Tutorial
通过一个简单的adapter将CSV文件目录映射成一个包含tables的schema,然后提供SQL查询接口。
包含如果重要概念:
- 使用SchemaFactory和Schema接口构建用户自定义schema
- 以model JSON文件声明schemas
- 在model JSON文件中声明views视图
- 使用Table接口构建用户自定义表
- 使用ScannableTable接口实现一个简单的Table,直接枚举所有的行rows
Table的高级实现FilterableTable
使用FilterableTable实现稍高级的Table实现,可以根据简单的predicates谓词实现行数据的过滤
Table的高级实现TranslatableTable
通过planner rules将table转化为一个RelNode relational expression
Extension to Table that specifies how it is to be translated to a {org.apache.calcite.rel.RelNode relational expression}.

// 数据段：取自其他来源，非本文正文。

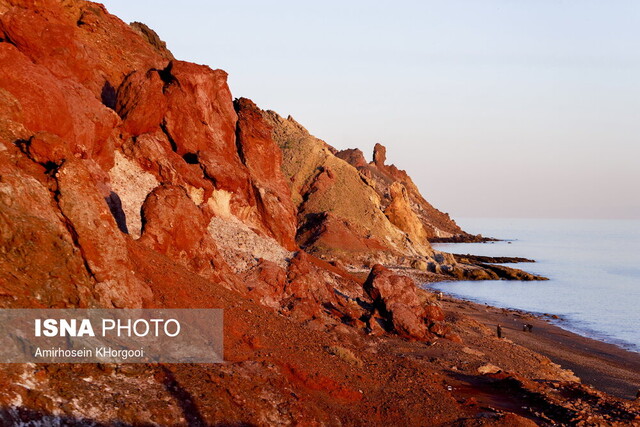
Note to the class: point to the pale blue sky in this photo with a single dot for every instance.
(508, 108)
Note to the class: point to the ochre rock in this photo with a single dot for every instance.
(402, 216)
(319, 182)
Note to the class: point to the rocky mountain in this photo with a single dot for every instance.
(131, 179)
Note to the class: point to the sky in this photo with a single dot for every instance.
(511, 108)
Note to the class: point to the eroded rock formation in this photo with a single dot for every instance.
(131, 179)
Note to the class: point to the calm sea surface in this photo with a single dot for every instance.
(593, 267)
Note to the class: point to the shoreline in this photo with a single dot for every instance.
(605, 366)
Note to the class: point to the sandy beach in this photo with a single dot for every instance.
(606, 367)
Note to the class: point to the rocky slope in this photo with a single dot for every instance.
(131, 179)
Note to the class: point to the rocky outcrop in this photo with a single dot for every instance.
(383, 178)
(131, 179)
(319, 182)
(406, 307)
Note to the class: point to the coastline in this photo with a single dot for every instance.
(605, 366)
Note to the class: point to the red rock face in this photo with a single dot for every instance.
(398, 297)
(263, 159)
(140, 102)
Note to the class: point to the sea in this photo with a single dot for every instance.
(593, 268)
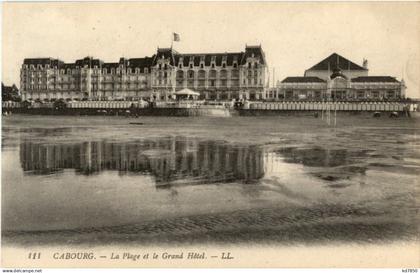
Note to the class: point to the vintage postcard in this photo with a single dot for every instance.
(210, 134)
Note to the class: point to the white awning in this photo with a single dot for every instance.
(187, 91)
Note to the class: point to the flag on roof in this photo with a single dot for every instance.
(176, 37)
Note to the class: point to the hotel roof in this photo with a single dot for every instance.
(301, 79)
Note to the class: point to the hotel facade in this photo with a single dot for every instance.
(216, 76)
(338, 78)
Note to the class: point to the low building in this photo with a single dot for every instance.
(216, 76)
(337, 78)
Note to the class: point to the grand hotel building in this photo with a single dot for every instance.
(221, 76)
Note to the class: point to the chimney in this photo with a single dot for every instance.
(365, 63)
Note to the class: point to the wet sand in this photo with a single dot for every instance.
(259, 180)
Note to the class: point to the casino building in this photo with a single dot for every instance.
(338, 78)
(216, 76)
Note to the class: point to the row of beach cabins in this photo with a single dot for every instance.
(277, 106)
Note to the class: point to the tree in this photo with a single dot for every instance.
(10, 93)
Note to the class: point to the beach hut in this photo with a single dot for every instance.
(186, 94)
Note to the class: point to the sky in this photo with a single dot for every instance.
(294, 36)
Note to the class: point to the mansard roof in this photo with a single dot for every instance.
(141, 63)
(302, 80)
(207, 58)
(375, 79)
(89, 61)
(42, 61)
(166, 53)
(335, 61)
(255, 51)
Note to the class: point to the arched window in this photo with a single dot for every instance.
(212, 74)
(180, 74)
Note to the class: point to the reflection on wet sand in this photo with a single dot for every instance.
(182, 159)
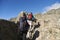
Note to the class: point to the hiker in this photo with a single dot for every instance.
(30, 19)
(23, 25)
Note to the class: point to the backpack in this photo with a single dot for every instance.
(30, 16)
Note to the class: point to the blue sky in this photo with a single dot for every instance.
(11, 8)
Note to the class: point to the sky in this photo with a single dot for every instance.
(11, 8)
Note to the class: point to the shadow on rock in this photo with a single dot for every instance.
(36, 34)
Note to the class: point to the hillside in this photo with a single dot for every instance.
(49, 28)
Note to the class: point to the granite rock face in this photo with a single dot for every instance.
(49, 28)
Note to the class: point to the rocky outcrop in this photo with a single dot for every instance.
(49, 28)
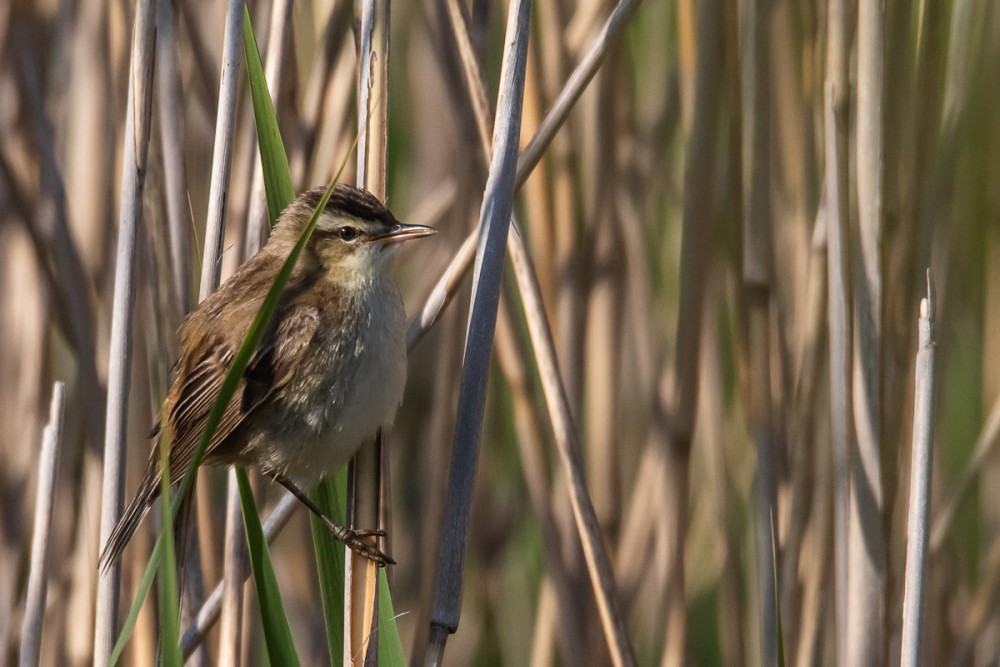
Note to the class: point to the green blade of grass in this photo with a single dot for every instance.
(277, 634)
(390, 647)
(274, 162)
(169, 604)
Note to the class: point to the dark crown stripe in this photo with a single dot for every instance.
(351, 201)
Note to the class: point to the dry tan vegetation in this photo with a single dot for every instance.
(728, 241)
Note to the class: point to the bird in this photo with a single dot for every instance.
(329, 370)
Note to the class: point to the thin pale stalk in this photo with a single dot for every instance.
(45, 492)
(866, 543)
(839, 316)
(215, 224)
(135, 151)
(361, 574)
(168, 95)
(696, 253)
(222, 155)
(493, 226)
(920, 488)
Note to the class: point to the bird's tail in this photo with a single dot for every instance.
(148, 490)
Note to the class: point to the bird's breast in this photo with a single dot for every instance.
(354, 381)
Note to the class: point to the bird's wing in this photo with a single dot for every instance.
(270, 368)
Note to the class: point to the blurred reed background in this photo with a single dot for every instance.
(731, 235)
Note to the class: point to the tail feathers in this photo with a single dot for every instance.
(149, 489)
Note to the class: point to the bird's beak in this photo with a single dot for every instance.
(400, 232)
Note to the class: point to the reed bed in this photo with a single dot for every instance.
(702, 360)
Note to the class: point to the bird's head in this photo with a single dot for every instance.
(355, 237)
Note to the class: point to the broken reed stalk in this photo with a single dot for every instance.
(360, 573)
(493, 226)
(135, 152)
(45, 493)
(920, 487)
(235, 552)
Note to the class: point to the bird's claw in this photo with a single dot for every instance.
(356, 541)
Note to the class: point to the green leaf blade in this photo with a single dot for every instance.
(277, 634)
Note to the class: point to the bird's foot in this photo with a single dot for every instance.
(358, 541)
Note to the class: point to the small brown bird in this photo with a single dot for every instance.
(329, 370)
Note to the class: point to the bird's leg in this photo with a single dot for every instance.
(353, 539)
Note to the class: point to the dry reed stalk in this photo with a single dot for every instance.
(50, 232)
(695, 257)
(835, 121)
(135, 151)
(45, 495)
(920, 488)
(168, 96)
(366, 468)
(493, 226)
(234, 549)
(452, 276)
(866, 572)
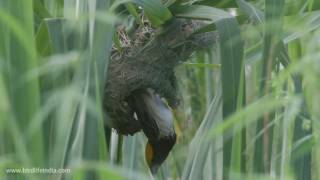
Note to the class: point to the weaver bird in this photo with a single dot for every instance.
(156, 120)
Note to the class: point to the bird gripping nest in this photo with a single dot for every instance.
(148, 61)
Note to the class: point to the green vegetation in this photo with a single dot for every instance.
(250, 104)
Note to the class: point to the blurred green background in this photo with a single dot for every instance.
(250, 104)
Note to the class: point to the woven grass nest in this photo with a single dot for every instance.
(147, 60)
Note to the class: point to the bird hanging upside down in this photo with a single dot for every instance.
(156, 120)
(141, 75)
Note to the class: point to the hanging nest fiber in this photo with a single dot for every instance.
(148, 60)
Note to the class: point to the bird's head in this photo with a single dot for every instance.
(157, 151)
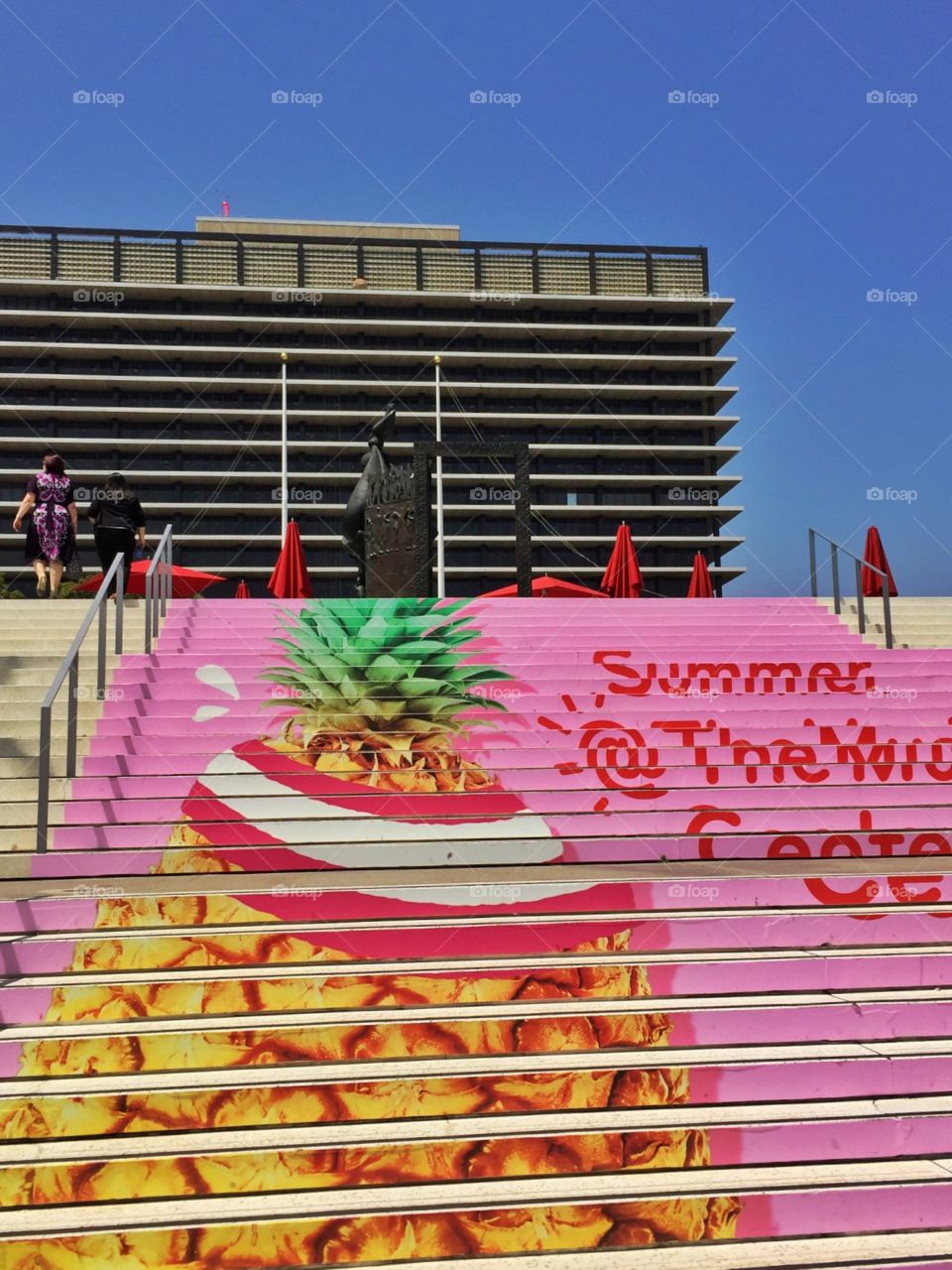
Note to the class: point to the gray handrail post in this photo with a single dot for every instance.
(68, 668)
(100, 654)
(158, 587)
(44, 778)
(887, 610)
(812, 564)
(834, 570)
(72, 715)
(119, 601)
(149, 612)
(860, 567)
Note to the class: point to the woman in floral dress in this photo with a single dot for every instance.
(51, 534)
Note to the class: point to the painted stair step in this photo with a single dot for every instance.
(844, 1252)
(848, 763)
(395, 987)
(861, 751)
(855, 1128)
(159, 785)
(230, 951)
(277, 802)
(809, 1199)
(800, 915)
(150, 993)
(366, 841)
(331, 1037)
(50, 1107)
(751, 708)
(184, 1166)
(135, 960)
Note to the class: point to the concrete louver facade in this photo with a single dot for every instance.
(158, 354)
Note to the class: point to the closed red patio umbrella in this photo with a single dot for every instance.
(622, 578)
(290, 579)
(701, 585)
(547, 585)
(185, 583)
(874, 554)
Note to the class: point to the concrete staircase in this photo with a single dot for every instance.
(918, 621)
(35, 636)
(674, 989)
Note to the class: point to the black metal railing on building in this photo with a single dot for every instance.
(489, 272)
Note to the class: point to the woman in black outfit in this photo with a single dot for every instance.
(117, 520)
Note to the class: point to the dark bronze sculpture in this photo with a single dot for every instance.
(373, 467)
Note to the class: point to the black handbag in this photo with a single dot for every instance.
(72, 570)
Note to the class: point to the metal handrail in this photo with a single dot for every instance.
(158, 585)
(858, 566)
(70, 666)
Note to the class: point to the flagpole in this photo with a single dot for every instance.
(440, 544)
(284, 447)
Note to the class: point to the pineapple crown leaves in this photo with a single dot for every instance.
(385, 666)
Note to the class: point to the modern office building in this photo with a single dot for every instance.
(159, 354)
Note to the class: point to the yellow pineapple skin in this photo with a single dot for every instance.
(270, 1245)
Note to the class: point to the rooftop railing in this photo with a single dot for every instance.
(289, 264)
(858, 566)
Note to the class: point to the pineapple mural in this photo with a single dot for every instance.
(381, 694)
(380, 701)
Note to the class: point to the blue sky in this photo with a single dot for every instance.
(807, 194)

If Table does not implement this interface, it will be converted to an EnumerableTableScan
Generally a Table will implement this interface to create a particular subclass of RelNode, and also register rules that act on that particular subclass of RelNode
Download and build
$ git clone https://github.com/apache/calcite.git
$ cd calcite
$ mvn install -DskipTests -Dcheckstyle.skip=true
$ cd example/csv
First queries
使用工程内置的sqlline查询((If you are running Windows, the command is sqlline.bat.)
):
$ ./sqlline
sqlline> !connect jdbc:calcite:model=target/test-classes/model.json admin admin
执行一个metadata 查询:
sqlline> !tables
>
(JDBC experts, note: sqlline’s !tables command is just executing DatabaseMetaData.getTables() behind the scenes. It has other commands to query JDBC metadata, such as !columns and !describe.)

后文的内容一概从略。